Nonostante l’urgenza e la gravità delle situazioni conflittuali, sempre ho trovato fondamentale il momento dell’annuncio esplicito della persona di Gesù Cristo, al quale ho tentato di ispirarmi facendolo “rivivere”, mostrando in pratica come Lui ha vissuto i “Valori del Regno”: Verità, Giustizia, Fraternità, Pace e soprattutto Condivisione. Ed è proprio cercando di testimoniare in modo esistenziale questa Condivisione che, specialmente con i gruppi di Indios con i quali ho vissuto più tempo, credo di essere riuscito a modificare l’opinione che essi avevano del cristiano: l’uomo dalla lingua biforcuta, che non dice mai quello che pensa e non fa mai quello che ha detto.
I media, non solo nazionali, si sono interessati a più riprese delle tue iniziative a favore degli Indios d’Amazzonia. Per quale motivo?

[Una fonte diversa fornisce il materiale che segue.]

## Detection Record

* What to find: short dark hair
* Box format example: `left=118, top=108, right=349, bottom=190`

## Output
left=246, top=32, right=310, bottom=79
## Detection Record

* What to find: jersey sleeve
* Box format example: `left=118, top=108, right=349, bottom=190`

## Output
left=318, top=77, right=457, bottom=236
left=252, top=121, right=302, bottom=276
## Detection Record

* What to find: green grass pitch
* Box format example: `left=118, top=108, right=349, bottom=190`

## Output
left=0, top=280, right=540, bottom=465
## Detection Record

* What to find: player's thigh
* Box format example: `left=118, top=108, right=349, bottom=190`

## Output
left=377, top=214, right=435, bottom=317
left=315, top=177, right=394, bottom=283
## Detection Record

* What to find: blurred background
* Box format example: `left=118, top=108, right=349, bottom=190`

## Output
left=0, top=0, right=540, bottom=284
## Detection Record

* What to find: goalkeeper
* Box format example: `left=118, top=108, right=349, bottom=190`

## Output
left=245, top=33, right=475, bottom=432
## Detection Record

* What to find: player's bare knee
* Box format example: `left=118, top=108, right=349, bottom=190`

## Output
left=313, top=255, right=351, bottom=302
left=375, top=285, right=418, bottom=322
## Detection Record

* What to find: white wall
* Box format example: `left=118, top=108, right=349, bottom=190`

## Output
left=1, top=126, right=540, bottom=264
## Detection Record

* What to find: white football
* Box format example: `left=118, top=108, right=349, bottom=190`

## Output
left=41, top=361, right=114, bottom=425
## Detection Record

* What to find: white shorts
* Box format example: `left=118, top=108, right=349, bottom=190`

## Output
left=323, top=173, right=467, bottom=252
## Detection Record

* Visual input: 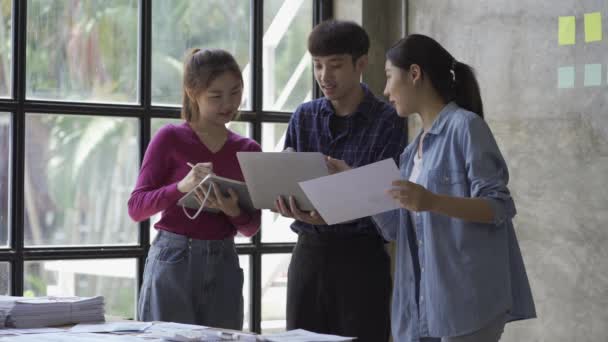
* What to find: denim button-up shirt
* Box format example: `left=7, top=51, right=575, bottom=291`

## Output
left=373, top=103, right=536, bottom=342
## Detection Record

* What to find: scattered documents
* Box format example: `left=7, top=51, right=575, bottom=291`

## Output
left=70, top=321, right=153, bottom=333
left=260, top=329, right=355, bottom=342
left=300, top=159, right=401, bottom=224
left=0, top=332, right=142, bottom=342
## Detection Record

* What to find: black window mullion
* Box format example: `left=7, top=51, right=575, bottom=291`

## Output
left=250, top=0, right=264, bottom=333
left=136, top=1, right=152, bottom=298
left=9, top=0, right=27, bottom=296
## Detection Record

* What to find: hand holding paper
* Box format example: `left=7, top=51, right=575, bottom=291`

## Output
left=299, top=159, right=401, bottom=224
left=388, top=180, right=434, bottom=211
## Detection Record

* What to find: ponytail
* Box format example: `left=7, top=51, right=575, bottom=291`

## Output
left=181, top=49, right=243, bottom=122
left=386, top=34, right=483, bottom=118
left=453, top=62, right=483, bottom=118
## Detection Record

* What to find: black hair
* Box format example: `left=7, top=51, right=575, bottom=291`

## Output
left=181, top=48, right=243, bottom=122
left=386, top=34, right=483, bottom=118
left=308, top=20, right=369, bottom=63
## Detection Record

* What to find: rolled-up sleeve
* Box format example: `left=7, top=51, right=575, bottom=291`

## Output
left=463, top=117, right=516, bottom=226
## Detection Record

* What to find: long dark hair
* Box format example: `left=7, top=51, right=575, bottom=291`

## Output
left=181, top=49, right=243, bottom=122
left=386, top=34, right=483, bottom=118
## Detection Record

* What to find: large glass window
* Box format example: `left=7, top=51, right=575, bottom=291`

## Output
left=0, top=0, right=332, bottom=332
left=23, top=114, right=139, bottom=246
left=152, top=0, right=251, bottom=109
left=0, top=113, right=12, bottom=246
left=263, top=0, right=313, bottom=111
left=26, top=0, right=139, bottom=103
left=0, top=0, right=13, bottom=98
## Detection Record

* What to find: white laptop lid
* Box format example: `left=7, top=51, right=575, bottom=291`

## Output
left=236, top=152, right=329, bottom=211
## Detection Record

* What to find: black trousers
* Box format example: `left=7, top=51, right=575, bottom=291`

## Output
left=287, top=234, right=392, bottom=342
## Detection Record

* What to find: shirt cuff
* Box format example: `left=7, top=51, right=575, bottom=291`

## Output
left=228, top=210, right=251, bottom=226
left=487, top=198, right=515, bottom=226
left=165, top=183, right=185, bottom=203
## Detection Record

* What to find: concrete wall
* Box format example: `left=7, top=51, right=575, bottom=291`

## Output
left=336, top=0, right=608, bottom=342
left=409, top=0, right=608, bottom=342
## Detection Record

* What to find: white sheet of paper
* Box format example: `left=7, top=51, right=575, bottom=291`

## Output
left=0, top=333, right=141, bottom=342
left=299, top=159, right=401, bottom=224
left=70, top=322, right=152, bottom=333
left=0, top=328, right=67, bottom=335
left=261, top=329, right=355, bottom=342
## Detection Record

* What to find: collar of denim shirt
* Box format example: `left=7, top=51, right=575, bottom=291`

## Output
left=321, top=83, right=378, bottom=121
left=399, top=101, right=460, bottom=165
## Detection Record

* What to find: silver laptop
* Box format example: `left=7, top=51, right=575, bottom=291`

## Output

Credo che quello che ha suscitato l’interesse di vari organismi internazionali con i quali sono venuto a contatto, sia il mio impegno per la difesa dei diritti dei poveri, e per aver messo a punto alcuni elementi che ritengo essenziali per uno sviluppo sostenibile e che ho cercato di applicare nella progettazione e realizzazione delle mie iniziative:
- ogni progetto deve essere analizzato e valutato dalla comunità locale, che così si sentirà coinvolta nel processo e assumerà le dovute responsabilità;
- deve svilupparsi in modo tale che nel tempo più breve possibile e porti il gruppo umano all’autonomia nei 3 campi fondamentali: alimentare (includendo l’acqua potabile), sanitario, educazionale (la loro cultura);
- far riscoprire (o fare crescere, dove ancora esiste) il quarto valore essenziale perché la vita sia possibile, e cioè la condivisione che equivale a “Vivere insieme”, o meglio ancora “Respirare insieme”, come gli Indios Bakairi hanno tradotto l’espressione natalizia: “E venne ad abitare tra di noi”: “Viene a respirare con noi”.

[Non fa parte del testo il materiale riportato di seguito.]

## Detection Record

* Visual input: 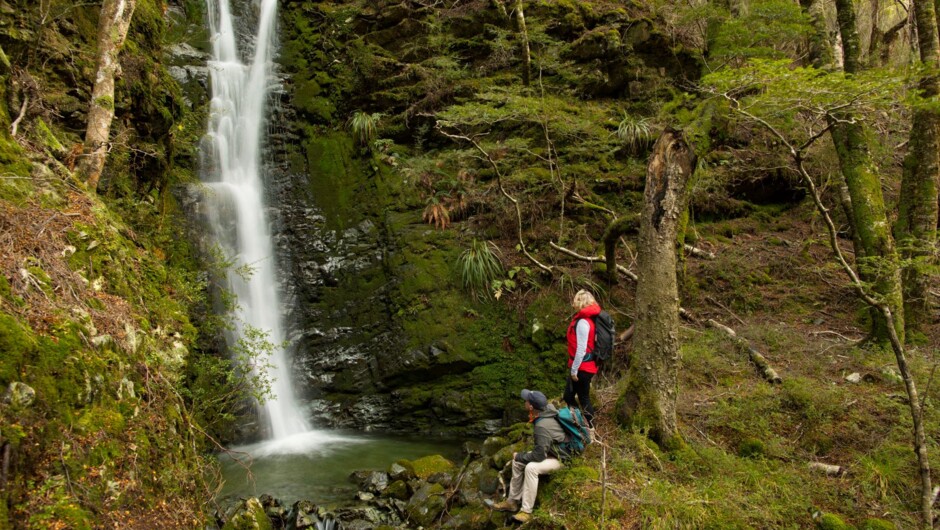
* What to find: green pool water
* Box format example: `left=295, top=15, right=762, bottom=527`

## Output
left=219, top=431, right=461, bottom=505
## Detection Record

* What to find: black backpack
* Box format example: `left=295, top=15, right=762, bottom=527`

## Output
left=591, top=311, right=615, bottom=361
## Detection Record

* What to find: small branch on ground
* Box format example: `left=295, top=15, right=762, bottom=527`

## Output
left=10, top=94, right=29, bottom=138
left=683, top=244, right=718, bottom=259
left=435, top=122, right=554, bottom=274
left=706, top=319, right=783, bottom=384
left=809, top=462, right=846, bottom=477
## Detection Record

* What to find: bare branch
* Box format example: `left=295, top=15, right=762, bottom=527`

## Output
left=435, top=122, right=554, bottom=274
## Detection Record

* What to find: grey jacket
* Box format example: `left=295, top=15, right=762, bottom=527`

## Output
left=516, top=404, right=565, bottom=464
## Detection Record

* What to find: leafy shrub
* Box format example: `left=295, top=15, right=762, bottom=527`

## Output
left=459, top=239, right=503, bottom=299
left=346, top=110, right=382, bottom=146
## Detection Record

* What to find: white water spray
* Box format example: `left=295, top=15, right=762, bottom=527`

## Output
left=202, top=0, right=344, bottom=454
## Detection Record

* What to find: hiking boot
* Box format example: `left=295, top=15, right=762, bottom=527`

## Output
left=491, top=499, right=519, bottom=512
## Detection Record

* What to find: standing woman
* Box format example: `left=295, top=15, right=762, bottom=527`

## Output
left=565, top=289, right=601, bottom=428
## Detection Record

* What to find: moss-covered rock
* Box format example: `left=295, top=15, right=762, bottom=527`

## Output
left=222, top=497, right=274, bottom=530
left=411, top=455, right=456, bottom=480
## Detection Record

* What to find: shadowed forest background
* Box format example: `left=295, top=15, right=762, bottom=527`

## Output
left=0, top=0, right=940, bottom=529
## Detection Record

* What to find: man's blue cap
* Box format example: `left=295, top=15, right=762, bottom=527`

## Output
left=521, top=390, right=548, bottom=410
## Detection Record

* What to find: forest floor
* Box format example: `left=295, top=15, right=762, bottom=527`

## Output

-3 elementi sono essenziali: Acqua, Aria, Cibo. I minerali non sono essenziali, anche se necessari o utili. Ecco perché gli Indios non capiscono come si sventri la Terra Madre per prendere quelle “pietre gialle” il cui fumo uccide. Gli Indios dicono: “Se il Grande Spirito avesse pensato che erano essenziali per la vita, le avrebbe appese sui rami degli alberi perché tutti ne potessero usufruire, invece le ha nascoste perché restino dove sono.
Quali progetti per il futuro?
Interessante sarebbe parlare delle tante esperienze maturate negli anni del mio impegno in Amazzonia. Considerato nemico delle potenti multinazionali almeno una decina di volte ho corso seri pericoli di morte. Anche di recente, per essere vissuto e per aver lavorato in terreni inquinati da potenti dosi di diossina, sono stato in coma per una ventina di giorni, salvato da un provvidenziale intervento di un medico che si era specializzato proprio nel reparto infettivi degli Ospedali Riuniti di Bergamo. Progetti per il futuro? Ancora aspetto le proposte della mia Direzione Generale e spero che mi mandino in qualche altra missione, magari in Africa, per “condividere” la mia vita con altri gruppi umani, aiutandoli, perché no, con un secondo progetto di ricostituzione della copertura vegetale nativa abbinata a coltivazione agricola temporanea in qualche villaggio del Mozambico, oppure realizzando qualche miniprogetto di Pozzi d’Acqua, dove ce n’è bisogno.
Cosa ti senti di dire ai lettori di una rivista missionaria?
Oltre al grazie per tutto quello che hanno fatto e stanno facendo per sostenere l’impegno missionario in tante realtà del pianeta, li invito a crescere sempre più nel quarto valore essenziale di cui si parlava sopra? Condividere con altri, vicini o lontani che siano, la propria esperienza di annuncio e dei valori del Regno di Dio, sia nella nostra vita privata che in quella sociale, a cominciare dalla propria famiglia per poi estendersi alla comunità, al paese, e giungere al mondo intero con la crescita della dimensione universale della Missione che Cristo ha affidato a ciascuno e a tutti noi: “Fare del mondo una sola famiglia”. Per gli Indios, la famiglia è il primo, il più piccolo degli individui che “respirano insieme”.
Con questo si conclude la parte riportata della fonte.